The big deal are Instructions, Knowledge and Actions!
Knowledge allow you to upload up to 20 files, each one with up to 128K tokens(or around 300 pages), so you have 6000 pages of database and the bot will be a specialist on those. Can be a costumer service protocol, on boarding a new employee, a telemarketing guide, the technical specs of all products in a given company, all tourist attractions in a city, I can think of too many examples.
The instructions are just the context so the bot can know what’s all about, the create tab is a bot that fill this text for you, and you can edit it further, here is the Tech Blogger Pro example:
“Your name is Sara, Tech Blogger Pro, specialized in AI, Blockchain, Web Development, and Infrastructure, will clearly state its limitations when encountering topics outside its expertise. It will provide general guidance on such topics and, where possible, link to external resources for further information. This approach ensures accuracy and reliability in its responses, maintaining trust with its audience. The GPT will balance its comprehensive knowledge in its areas of expertise with a transparent and helpful approach when dealing with unfamiliar or speculative subjects.”

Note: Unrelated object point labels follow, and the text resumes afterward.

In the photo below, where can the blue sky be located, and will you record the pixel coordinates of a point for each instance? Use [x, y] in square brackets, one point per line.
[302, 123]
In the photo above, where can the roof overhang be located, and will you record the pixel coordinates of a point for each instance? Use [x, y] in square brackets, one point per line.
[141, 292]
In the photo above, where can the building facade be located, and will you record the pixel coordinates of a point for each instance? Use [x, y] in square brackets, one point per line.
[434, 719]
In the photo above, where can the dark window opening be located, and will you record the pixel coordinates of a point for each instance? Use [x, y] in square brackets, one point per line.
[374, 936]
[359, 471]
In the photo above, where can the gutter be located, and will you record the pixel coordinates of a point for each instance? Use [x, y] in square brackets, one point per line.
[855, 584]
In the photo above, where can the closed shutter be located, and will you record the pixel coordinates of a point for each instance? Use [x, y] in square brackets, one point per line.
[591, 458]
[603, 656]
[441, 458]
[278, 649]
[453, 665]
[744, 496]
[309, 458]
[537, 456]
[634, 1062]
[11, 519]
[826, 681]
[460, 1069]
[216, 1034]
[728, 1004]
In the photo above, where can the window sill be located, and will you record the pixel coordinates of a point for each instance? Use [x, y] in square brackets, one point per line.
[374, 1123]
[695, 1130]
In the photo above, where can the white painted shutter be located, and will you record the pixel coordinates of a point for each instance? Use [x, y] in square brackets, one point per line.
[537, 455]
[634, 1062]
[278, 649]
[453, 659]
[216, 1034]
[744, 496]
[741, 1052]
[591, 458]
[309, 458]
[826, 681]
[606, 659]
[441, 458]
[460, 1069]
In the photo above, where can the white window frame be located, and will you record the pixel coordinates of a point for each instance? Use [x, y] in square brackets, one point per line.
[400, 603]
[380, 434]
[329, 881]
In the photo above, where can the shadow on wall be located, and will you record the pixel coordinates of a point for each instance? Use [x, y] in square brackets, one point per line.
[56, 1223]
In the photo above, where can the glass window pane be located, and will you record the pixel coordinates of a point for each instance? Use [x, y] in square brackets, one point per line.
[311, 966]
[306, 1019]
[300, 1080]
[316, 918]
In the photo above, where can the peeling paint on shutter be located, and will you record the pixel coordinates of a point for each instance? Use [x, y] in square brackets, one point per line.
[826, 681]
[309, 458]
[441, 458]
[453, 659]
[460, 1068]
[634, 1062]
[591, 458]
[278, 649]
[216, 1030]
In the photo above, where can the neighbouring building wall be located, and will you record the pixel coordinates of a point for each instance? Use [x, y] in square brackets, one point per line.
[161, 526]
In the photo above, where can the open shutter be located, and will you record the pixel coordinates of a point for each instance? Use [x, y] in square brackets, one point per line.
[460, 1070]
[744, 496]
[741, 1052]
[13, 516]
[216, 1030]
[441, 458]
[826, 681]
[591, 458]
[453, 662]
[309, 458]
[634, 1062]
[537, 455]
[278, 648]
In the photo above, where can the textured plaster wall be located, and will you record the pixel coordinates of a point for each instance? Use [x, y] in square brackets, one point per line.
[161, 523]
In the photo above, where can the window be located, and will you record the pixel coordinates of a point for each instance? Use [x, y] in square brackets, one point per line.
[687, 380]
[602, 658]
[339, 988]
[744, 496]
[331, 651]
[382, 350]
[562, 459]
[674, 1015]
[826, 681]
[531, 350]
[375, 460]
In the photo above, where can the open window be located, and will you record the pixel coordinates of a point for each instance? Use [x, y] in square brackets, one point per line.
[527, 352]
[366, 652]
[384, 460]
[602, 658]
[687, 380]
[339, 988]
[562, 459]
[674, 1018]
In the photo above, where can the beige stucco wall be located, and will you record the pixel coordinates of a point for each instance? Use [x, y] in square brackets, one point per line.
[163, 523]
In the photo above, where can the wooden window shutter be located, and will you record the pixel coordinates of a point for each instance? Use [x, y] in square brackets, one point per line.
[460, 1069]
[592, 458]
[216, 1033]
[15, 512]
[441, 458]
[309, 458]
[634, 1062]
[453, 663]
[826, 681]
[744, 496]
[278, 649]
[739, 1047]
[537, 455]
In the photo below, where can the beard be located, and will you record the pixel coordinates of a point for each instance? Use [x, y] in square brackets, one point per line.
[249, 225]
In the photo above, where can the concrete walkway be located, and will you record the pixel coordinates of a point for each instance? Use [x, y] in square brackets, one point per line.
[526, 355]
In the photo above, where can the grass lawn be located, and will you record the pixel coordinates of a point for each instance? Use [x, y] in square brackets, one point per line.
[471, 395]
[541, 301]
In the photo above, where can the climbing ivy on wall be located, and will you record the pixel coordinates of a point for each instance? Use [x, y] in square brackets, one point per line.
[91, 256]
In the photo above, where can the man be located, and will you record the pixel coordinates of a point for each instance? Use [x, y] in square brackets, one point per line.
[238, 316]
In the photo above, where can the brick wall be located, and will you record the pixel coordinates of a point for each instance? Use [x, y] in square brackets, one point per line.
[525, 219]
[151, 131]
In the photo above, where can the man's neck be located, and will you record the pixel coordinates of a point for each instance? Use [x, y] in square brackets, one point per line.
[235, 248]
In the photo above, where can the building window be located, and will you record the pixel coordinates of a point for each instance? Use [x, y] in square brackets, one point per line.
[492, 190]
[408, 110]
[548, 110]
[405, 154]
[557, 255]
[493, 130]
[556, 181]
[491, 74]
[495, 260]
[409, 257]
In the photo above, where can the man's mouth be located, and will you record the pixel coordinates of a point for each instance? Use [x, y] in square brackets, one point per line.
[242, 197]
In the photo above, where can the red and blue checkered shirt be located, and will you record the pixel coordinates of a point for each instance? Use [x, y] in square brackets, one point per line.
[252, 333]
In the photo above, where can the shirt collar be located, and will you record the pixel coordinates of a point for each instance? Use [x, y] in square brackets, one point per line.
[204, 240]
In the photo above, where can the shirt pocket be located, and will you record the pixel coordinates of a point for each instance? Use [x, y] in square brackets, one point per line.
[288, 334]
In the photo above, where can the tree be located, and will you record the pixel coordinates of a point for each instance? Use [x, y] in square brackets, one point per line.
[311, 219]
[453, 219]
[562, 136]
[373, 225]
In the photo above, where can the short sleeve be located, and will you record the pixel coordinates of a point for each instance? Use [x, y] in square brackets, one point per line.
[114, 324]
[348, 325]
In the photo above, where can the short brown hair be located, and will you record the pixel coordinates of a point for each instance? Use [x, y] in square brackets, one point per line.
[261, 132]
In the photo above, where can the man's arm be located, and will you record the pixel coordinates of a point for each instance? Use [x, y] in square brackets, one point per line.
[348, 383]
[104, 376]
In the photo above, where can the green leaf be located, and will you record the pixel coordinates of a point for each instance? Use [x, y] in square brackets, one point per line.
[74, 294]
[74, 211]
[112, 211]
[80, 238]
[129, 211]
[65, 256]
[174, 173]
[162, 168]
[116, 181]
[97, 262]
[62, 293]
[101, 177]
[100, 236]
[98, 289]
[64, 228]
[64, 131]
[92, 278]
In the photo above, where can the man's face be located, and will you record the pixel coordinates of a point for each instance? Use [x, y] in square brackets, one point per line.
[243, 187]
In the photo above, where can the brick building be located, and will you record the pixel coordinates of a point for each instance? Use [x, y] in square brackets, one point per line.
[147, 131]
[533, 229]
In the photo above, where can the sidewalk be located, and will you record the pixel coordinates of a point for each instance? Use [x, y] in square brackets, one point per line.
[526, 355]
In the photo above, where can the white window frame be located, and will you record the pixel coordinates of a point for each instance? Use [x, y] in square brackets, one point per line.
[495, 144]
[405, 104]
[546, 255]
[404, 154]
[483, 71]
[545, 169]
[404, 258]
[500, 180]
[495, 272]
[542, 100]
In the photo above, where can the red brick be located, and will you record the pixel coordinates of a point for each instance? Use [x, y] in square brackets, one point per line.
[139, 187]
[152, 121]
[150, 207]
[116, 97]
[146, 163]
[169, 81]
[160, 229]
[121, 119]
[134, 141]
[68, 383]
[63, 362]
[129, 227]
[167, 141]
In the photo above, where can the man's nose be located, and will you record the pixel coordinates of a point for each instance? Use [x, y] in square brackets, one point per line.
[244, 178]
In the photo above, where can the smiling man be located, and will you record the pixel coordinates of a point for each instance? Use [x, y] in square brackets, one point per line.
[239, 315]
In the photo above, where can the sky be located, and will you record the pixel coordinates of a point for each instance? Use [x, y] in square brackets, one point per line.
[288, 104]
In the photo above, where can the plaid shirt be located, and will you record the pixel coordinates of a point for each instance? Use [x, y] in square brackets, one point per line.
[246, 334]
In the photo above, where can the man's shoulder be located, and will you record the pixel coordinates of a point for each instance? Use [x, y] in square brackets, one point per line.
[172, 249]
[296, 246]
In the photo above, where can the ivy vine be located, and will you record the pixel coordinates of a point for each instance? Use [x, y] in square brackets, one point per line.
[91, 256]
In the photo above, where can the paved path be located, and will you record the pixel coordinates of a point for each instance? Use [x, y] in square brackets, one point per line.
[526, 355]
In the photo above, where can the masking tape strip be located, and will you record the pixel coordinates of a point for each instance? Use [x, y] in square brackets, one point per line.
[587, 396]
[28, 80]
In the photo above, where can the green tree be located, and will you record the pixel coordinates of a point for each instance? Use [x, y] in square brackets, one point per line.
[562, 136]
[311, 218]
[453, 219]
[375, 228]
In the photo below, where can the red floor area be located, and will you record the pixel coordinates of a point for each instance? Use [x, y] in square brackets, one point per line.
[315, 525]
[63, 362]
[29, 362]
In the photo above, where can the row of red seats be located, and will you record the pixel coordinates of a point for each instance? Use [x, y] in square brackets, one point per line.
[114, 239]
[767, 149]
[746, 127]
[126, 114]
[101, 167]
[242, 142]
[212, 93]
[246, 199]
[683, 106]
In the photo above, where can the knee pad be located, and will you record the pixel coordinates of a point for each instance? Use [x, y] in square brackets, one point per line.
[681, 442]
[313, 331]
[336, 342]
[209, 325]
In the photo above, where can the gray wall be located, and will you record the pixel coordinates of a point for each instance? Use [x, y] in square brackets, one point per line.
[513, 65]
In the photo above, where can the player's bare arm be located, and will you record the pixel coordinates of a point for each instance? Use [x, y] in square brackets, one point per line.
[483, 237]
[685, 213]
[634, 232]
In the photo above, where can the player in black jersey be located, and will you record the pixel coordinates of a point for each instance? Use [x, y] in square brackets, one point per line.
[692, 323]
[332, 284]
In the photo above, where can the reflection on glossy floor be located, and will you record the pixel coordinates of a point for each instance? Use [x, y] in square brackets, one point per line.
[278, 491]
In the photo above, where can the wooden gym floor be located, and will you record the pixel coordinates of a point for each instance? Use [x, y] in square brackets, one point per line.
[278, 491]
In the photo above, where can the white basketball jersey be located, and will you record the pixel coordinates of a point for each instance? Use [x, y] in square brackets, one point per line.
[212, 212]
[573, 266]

It’s about how to respond, a name I can call more easily, things like these.
And for last but not least Actions, which is the last button, here is a print if you ask a weather app example, is an object that guides the bot on retrieving external data source, so they’re a quite flexible tool, specially if you already have the data, and an API available.
The ease of creating GPTs has democratized AI, allowing even small teams and individuals to contribute to this evolving landscape. However, with this democratization comes the challenge of differentiation in a rapidly saturating market. The key to success in this new era lies in the uniqueness of your brand, the quality of your data, and the strategic use of APIs.
As OpenAI prepares to launch its store, we stand on the cusp of an AI gold rush. This wave of innovation will undoubtedly reshape how we interact with the web, create content, and develop applications. My personal foray into using a GPT for blog writing is just a glimpse of the vast potential these tools hold. We must now look forward to harnessing these capabilities responsibly and creatively, ensuring that we not only ride the wave of this technological revolution but also contribute to its direction and impact.